Documents unsealed yesterday in a federal lawsuit in Kansas provide more details on planning by Kris Kobach, the Republican Kansas secretary of state, to find ways to block more people from voting.
Kobach had resisted providing documents sought by the ACLU.
Late Thursday, a federal judge in Kansas unsealed two documents that show how Kansas Secretary of State Kris Kobach hoped to make it easier for states to require proof of citizenship for voter registration — a policy that research has shown represses minority voters — and how Kobach advised the incoming Trump administration on the potential changes.
Both documents show amendments Kobach hoped to make to the federal National Voting Rights Act, or NVRA, which says states can only require “the minimum amount of information necessary” to prove citizenship. In 2011, Kobach introduced a law that requires residents to provide proof of citizenship in order to complete a voter registration. The American Civil Liberties Union (ACLU) sued Kobach over the Kansas law, which it says violates the NVRA’s “minimum amount” requirement.

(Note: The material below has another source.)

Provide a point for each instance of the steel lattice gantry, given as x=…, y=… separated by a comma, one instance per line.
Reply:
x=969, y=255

This has national implications because Kobach is the effective leader of a so-called election integrity commission of the Trump administration whose driving purpose is to put up new bars to voting that have a disproportionate impact on the poor, minorities and college students — all more likely to vote Democratic. A former Arkansas legislator who’s now a lobbyist, David Dunn, got a seat on the commission thanks to a friendship with Arkansas Secretary of State Mark Martin, who’s emulated some of Kobach’s tactics in Arkansas. Dunn has insisted he won’t be part of any vote purge movement by the commission.